In the first place, make
recognizes a default target, not a default rule. The default target is the first one appearing in the file that does not start with a .
and a capital letter. If you run make
without designating a target to build, then it assumes you want the default target built, and in your case, that is hellomain.s
. (And only hellomain.s
, even though that appears in a rule that designates more than one target.)
The behavior that make
exhibits for you is thus utterly normal, notwithstanding any use of a grouped-target rule (see below). You run make
without designating a target, so it interprets you to want to build the default target. That target already exists and is up to date. That another target described in the makefile is missing is irrelevant. If you want to rebuild it with your current makefile then you could tell make
so explicitly:
make sayhello.s
Now a few words about grouped-target rules. Note well that support for these is
specific to rather recent versions of GNU make
, and not available on most make
implementations, including, for example, the versions of GNU make
included in many Linux distributions as of the time of this writing.
not intended for the use to which you are putting it.
Grouped-target rules address a longstanding issue of make
's design: how to describe targets that are unavoidably created together. The canonical example would probably be the outputs of yacc
or bison
: a C source file and corresponding header file, both generated together by one run of the same program. You probably haven't yet the experience with make
to appreciate how hard it is to describe that properly to traditional make
s, but it is simple in GNU make
4.3 and later.
You have created a similar situation artificially. Don't do that. If you want to build multiple targets via one rule, then the idiomatic way to do it is to give them their own rules, and to name them as prerequisites to the same rule. Moreover, it is conventional, albeit not obligatory, to name the default target "all" in such cases. Example:
src_prefix = ../../src/hello
all: hellomain.s sayhello.s
hellomain.s : $(src_prefix)/hellomain.c
gcc -S $(src_prefix)/hellomain.c -o hellomain.s
sayhello.s : $(src_prefix)/sayhello.c
gcc -S $(src_prefix)/sayhello.c -o sayhello.s
clean :
-rm -f hellomain.s sayhello.s
.PHONY : all clean
Not that that makefile really exhibits good form generally.

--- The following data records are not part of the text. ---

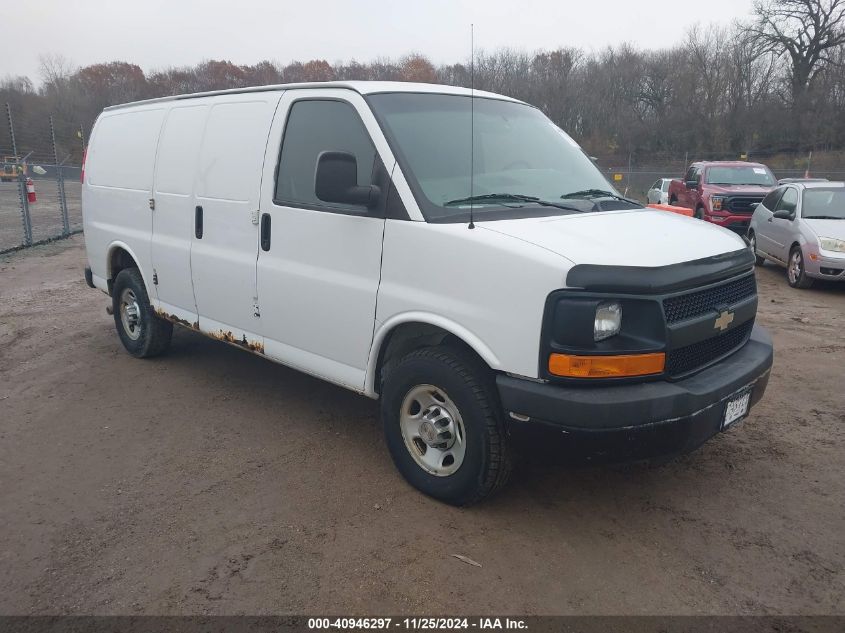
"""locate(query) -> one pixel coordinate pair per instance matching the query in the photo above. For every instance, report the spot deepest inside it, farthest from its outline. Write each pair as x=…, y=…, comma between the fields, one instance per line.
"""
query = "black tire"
x=469, y=387
x=797, y=277
x=150, y=336
x=752, y=244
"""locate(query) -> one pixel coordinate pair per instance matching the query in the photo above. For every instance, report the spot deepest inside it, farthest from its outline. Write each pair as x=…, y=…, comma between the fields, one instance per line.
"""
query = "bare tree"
x=807, y=31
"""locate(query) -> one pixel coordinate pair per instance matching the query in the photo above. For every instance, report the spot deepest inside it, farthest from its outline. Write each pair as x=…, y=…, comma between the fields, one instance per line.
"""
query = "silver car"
x=659, y=192
x=801, y=225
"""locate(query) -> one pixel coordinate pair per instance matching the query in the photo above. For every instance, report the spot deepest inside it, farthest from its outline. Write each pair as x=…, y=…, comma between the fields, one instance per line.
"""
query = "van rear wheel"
x=443, y=427
x=142, y=333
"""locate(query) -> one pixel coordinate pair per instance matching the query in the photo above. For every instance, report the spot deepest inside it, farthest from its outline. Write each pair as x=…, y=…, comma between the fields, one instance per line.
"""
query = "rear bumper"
x=644, y=420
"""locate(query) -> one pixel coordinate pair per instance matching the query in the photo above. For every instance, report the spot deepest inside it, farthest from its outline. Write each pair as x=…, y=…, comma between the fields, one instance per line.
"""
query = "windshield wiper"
x=512, y=197
x=587, y=194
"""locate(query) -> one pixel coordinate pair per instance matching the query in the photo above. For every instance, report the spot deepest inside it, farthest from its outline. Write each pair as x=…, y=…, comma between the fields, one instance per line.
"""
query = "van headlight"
x=608, y=320
x=831, y=244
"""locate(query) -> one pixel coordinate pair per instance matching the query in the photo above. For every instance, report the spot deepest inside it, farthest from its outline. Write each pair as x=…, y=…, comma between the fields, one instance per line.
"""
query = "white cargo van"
x=456, y=256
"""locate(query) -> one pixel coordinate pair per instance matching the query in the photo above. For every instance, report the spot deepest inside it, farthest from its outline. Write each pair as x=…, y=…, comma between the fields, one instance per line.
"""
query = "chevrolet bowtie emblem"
x=723, y=320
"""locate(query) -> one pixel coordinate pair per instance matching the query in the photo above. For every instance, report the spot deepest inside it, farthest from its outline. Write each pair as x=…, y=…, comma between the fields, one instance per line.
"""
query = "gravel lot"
x=212, y=481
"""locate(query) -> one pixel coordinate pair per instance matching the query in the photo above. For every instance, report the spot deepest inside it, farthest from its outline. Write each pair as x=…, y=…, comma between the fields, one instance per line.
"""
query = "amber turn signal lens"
x=606, y=366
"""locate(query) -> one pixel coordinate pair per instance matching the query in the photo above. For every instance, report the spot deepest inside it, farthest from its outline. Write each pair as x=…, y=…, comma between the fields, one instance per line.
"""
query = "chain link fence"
x=40, y=191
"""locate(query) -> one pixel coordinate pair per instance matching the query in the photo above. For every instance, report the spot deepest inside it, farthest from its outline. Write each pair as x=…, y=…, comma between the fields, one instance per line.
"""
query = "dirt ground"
x=45, y=212
x=212, y=481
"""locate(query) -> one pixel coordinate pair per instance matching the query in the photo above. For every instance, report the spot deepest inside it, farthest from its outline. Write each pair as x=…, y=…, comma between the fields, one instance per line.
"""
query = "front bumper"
x=822, y=267
x=640, y=421
x=734, y=222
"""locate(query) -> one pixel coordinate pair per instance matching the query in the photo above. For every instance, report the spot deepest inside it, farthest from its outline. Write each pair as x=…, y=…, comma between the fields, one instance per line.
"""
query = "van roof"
x=361, y=87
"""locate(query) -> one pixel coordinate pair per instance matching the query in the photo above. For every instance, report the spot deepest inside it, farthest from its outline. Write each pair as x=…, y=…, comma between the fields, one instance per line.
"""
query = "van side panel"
x=173, y=218
x=118, y=186
x=447, y=275
x=223, y=260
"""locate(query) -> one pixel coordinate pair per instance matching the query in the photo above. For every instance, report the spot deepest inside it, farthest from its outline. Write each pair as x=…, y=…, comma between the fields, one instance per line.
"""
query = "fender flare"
x=428, y=318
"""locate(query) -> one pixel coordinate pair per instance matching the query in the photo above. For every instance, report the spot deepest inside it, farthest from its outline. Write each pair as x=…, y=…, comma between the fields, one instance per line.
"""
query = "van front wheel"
x=142, y=333
x=443, y=426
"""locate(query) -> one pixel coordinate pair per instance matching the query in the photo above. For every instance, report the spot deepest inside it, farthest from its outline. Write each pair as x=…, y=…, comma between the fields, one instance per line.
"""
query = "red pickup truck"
x=723, y=192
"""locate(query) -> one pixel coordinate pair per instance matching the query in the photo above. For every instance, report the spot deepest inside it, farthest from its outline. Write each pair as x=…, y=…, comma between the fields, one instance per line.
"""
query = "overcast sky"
x=159, y=33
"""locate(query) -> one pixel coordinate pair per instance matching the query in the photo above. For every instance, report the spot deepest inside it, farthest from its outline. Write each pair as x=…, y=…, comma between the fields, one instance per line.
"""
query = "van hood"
x=622, y=238
x=827, y=228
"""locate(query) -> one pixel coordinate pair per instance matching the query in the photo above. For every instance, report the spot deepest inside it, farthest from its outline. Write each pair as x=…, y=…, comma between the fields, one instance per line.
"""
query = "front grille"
x=695, y=304
x=691, y=357
x=742, y=204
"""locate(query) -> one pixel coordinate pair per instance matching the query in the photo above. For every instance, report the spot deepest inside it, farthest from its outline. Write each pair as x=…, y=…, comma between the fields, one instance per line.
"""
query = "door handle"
x=265, y=232
x=198, y=222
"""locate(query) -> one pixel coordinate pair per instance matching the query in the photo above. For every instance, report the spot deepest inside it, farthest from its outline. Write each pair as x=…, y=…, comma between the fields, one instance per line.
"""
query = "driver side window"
x=789, y=201
x=771, y=199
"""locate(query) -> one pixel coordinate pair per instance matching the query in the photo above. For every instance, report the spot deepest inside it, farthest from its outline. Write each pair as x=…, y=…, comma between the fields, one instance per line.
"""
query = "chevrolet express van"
x=453, y=254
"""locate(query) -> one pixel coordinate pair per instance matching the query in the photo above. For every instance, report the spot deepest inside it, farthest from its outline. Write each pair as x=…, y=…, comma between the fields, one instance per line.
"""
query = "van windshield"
x=521, y=159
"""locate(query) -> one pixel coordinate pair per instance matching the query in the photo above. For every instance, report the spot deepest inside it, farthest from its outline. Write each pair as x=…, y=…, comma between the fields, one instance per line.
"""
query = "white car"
x=659, y=192
x=480, y=285
x=801, y=225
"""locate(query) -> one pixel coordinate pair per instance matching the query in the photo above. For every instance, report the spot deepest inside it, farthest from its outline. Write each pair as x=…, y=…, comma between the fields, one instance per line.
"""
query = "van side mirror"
x=337, y=181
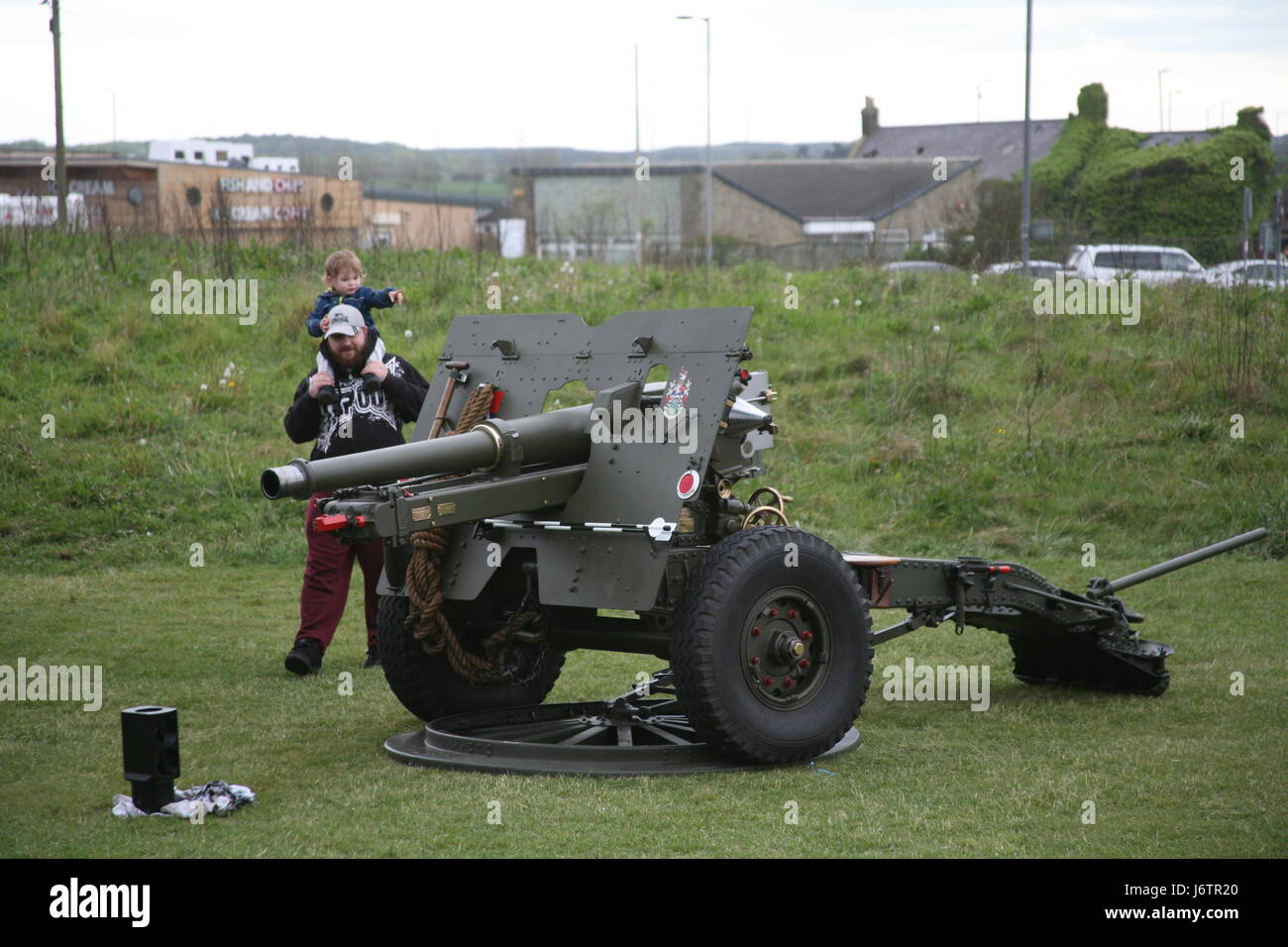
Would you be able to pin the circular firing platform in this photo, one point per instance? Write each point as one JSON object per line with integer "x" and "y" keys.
{"x": 621, "y": 737}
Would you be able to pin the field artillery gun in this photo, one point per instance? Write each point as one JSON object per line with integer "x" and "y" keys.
{"x": 514, "y": 532}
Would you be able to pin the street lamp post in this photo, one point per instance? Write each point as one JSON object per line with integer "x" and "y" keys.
{"x": 709, "y": 196}
{"x": 1160, "y": 125}
{"x": 1024, "y": 187}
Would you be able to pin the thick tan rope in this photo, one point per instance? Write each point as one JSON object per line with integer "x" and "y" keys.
{"x": 425, "y": 618}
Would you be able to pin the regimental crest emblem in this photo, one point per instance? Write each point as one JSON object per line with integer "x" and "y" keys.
{"x": 677, "y": 394}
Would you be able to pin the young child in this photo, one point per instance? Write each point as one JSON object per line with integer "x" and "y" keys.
{"x": 343, "y": 275}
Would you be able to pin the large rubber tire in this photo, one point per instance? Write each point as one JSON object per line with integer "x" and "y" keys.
{"x": 719, "y": 620}
{"x": 428, "y": 685}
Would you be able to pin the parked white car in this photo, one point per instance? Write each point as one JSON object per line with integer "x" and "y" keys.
{"x": 1248, "y": 273}
{"x": 1144, "y": 262}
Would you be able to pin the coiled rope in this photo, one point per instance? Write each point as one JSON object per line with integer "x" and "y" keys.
{"x": 425, "y": 618}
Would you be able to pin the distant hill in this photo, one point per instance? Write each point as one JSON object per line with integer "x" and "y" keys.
{"x": 484, "y": 171}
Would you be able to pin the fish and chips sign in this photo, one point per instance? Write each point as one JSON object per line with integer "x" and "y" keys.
{"x": 262, "y": 185}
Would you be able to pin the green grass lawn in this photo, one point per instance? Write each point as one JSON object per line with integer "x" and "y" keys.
{"x": 1196, "y": 772}
{"x": 128, "y": 437}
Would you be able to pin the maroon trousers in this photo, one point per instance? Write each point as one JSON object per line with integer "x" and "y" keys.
{"x": 326, "y": 579}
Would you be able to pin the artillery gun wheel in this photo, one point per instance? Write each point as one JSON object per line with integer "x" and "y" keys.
{"x": 428, "y": 685}
{"x": 772, "y": 646}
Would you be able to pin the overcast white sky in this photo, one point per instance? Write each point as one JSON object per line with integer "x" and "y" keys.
{"x": 561, "y": 72}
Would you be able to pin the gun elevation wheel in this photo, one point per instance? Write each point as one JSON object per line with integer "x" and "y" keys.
{"x": 428, "y": 685}
{"x": 772, "y": 646}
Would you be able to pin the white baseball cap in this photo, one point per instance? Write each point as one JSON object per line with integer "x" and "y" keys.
{"x": 346, "y": 320}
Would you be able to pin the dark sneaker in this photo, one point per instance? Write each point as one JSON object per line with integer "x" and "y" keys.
{"x": 305, "y": 657}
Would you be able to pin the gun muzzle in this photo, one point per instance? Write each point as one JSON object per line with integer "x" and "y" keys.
{"x": 559, "y": 437}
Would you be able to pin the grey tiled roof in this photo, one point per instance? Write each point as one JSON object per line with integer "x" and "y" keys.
{"x": 999, "y": 145}
{"x": 844, "y": 188}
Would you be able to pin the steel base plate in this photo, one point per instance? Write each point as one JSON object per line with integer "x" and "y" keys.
{"x": 622, "y": 737}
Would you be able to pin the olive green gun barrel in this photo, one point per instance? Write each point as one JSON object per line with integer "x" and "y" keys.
{"x": 1179, "y": 562}
{"x": 558, "y": 437}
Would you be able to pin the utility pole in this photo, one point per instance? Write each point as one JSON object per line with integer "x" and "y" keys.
{"x": 59, "y": 146}
{"x": 709, "y": 197}
{"x": 1024, "y": 197}
{"x": 639, "y": 184}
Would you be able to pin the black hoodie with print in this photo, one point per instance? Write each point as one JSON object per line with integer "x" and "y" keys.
{"x": 375, "y": 419}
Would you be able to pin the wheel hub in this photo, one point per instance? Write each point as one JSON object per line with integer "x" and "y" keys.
{"x": 785, "y": 650}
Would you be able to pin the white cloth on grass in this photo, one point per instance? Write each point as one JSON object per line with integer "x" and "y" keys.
{"x": 215, "y": 797}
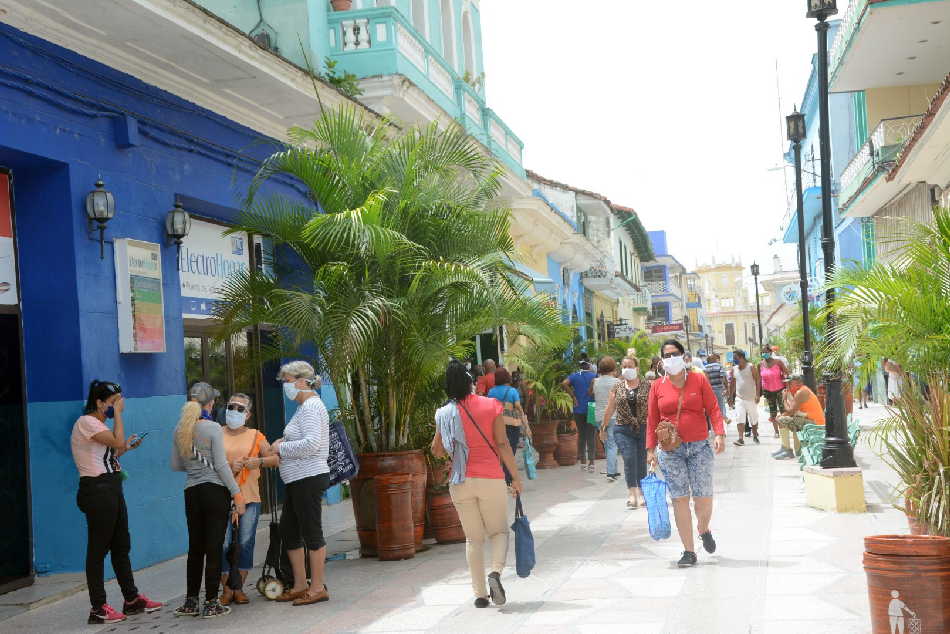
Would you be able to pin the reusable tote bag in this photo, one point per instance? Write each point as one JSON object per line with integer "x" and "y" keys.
{"x": 658, "y": 515}
{"x": 524, "y": 541}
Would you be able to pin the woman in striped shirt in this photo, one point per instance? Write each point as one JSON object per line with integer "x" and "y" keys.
{"x": 303, "y": 452}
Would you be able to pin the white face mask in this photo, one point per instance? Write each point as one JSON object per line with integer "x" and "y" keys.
{"x": 674, "y": 365}
{"x": 234, "y": 419}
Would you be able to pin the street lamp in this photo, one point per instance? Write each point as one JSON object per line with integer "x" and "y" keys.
{"x": 796, "y": 134}
{"x": 837, "y": 450}
{"x": 758, "y": 311}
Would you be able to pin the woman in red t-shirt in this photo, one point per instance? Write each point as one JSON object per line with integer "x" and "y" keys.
{"x": 463, "y": 429}
{"x": 686, "y": 398}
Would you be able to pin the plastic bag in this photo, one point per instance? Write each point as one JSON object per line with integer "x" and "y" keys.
{"x": 530, "y": 459}
{"x": 658, "y": 515}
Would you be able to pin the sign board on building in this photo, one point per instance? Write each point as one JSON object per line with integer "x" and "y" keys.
{"x": 138, "y": 273}
{"x": 8, "y": 292}
{"x": 207, "y": 259}
{"x": 673, "y": 327}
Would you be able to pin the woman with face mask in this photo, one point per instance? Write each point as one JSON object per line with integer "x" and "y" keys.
{"x": 96, "y": 450}
{"x": 247, "y": 451}
{"x": 303, "y": 453}
{"x": 685, "y": 399}
{"x": 628, "y": 400}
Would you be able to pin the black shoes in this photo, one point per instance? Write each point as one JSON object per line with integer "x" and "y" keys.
{"x": 495, "y": 589}
{"x": 688, "y": 560}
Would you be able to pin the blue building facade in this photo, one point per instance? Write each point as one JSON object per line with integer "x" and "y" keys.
{"x": 65, "y": 122}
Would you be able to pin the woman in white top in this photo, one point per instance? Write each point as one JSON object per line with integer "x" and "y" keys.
{"x": 303, "y": 452}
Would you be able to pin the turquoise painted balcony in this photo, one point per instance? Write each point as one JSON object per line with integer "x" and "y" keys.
{"x": 381, "y": 46}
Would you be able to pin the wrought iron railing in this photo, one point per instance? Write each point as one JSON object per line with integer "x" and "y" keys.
{"x": 879, "y": 152}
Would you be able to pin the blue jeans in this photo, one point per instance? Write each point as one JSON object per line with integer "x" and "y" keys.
{"x": 247, "y": 532}
{"x": 610, "y": 447}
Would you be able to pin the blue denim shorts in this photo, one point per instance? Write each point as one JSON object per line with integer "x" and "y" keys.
{"x": 688, "y": 470}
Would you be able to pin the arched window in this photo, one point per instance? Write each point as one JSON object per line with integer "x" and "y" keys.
{"x": 468, "y": 41}
{"x": 420, "y": 17}
{"x": 448, "y": 32}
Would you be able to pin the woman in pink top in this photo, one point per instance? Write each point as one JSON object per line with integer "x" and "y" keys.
{"x": 773, "y": 373}
{"x": 472, "y": 429}
{"x": 96, "y": 450}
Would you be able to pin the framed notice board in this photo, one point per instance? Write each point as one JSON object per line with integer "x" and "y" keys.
{"x": 138, "y": 272}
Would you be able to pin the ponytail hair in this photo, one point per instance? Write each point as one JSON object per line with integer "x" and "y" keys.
{"x": 185, "y": 430}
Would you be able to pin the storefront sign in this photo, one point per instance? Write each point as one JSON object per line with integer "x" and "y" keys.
{"x": 207, "y": 259}
{"x": 8, "y": 293}
{"x": 138, "y": 271}
{"x": 658, "y": 328}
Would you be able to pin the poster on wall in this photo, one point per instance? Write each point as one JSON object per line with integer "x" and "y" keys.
{"x": 207, "y": 259}
{"x": 138, "y": 269}
{"x": 8, "y": 292}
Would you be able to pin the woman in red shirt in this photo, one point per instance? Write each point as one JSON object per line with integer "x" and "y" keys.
{"x": 471, "y": 430}
{"x": 686, "y": 398}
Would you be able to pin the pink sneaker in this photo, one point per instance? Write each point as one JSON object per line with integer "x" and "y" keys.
{"x": 141, "y": 604}
{"x": 105, "y": 615}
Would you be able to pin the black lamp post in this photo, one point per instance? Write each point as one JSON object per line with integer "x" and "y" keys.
{"x": 837, "y": 451}
{"x": 796, "y": 134}
{"x": 758, "y": 311}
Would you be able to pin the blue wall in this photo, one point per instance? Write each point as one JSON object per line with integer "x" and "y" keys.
{"x": 59, "y": 118}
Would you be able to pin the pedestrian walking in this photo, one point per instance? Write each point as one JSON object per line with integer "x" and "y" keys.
{"x": 577, "y": 385}
{"x": 471, "y": 430}
{"x": 772, "y": 373}
{"x": 247, "y": 451}
{"x": 682, "y": 399}
{"x": 303, "y": 451}
{"x": 600, "y": 389}
{"x": 210, "y": 487}
{"x": 745, "y": 392}
{"x": 96, "y": 450}
{"x": 802, "y": 406}
{"x": 628, "y": 401}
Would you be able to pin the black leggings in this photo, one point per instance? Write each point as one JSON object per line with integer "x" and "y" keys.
{"x": 207, "y": 509}
{"x": 101, "y": 499}
{"x": 586, "y": 439}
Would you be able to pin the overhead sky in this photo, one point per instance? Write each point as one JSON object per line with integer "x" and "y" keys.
{"x": 667, "y": 107}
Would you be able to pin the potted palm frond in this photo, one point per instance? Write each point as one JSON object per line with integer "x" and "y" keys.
{"x": 408, "y": 261}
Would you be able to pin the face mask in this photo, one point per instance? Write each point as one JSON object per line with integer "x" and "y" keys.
{"x": 674, "y": 365}
{"x": 234, "y": 419}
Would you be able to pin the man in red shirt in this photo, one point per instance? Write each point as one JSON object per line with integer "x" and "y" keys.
{"x": 685, "y": 399}
{"x": 487, "y": 380}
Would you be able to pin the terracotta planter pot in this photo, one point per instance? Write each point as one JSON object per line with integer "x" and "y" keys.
{"x": 394, "y": 529}
{"x": 363, "y": 493}
{"x": 444, "y": 519}
{"x": 566, "y": 454}
{"x": 913, "y": 570}
{"x": 545, "y": 441}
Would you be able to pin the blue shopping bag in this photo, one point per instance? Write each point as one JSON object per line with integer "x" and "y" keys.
{"x": 658, "y": 515}
{"x": 530, "y": 455}
{"x": 524, "y": 541}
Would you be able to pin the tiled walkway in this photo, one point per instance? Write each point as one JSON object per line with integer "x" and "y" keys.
{"x": 781, "y": 567}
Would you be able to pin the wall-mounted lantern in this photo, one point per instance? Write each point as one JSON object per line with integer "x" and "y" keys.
{"x": 100, "y": 209}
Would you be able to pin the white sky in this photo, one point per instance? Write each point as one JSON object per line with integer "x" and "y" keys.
{"x": 674, "y": 113}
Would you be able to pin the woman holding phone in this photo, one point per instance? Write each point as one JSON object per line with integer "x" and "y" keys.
{"x": 96, "y": 450}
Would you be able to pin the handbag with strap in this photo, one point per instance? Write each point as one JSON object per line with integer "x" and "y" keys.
{"x": 666, "y": 433}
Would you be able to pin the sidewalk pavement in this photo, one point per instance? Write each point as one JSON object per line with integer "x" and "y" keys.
{"x": 780, "y": 567}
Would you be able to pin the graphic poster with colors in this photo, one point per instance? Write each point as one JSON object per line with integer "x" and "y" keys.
{"x": 8, "y": 293}
{"x": 141, "y": 306}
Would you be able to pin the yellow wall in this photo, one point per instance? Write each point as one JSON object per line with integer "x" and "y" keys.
{"x": 897, "y": 101}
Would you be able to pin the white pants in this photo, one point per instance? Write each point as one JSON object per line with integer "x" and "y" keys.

I've kept it pretty close to your original for didactic purposes, but if I were writing it, and assuming GNU make, then I would probably go with something more like this:
src_prefix = ../../src/hello
# A variable naming the targets, so I don't need to repeat the list, or risk
# different copies getting out of sync:
ASSEMBLY_TARGETS = hellomain.s sayhello.s
# specify the assembler command as a variable, near the top, to enable it to be
# easily changed:
AS = gcc -S
# default target named "all", with all targets I want to build as its prerequisites
all: $(ASSEMBLY_TARGETS)
# One pattern rule covering both targets. Pattern rules are GNU-specific, but
# I already stipulated that I'm writing for GNU make
%.s : $(src_prefix)/%.c
$(AS) $^ -o $@
# The clean rule also relies on the ASSEMBLY_TARGETS variable, so that we don't need
# to repeat the target list explicitly here.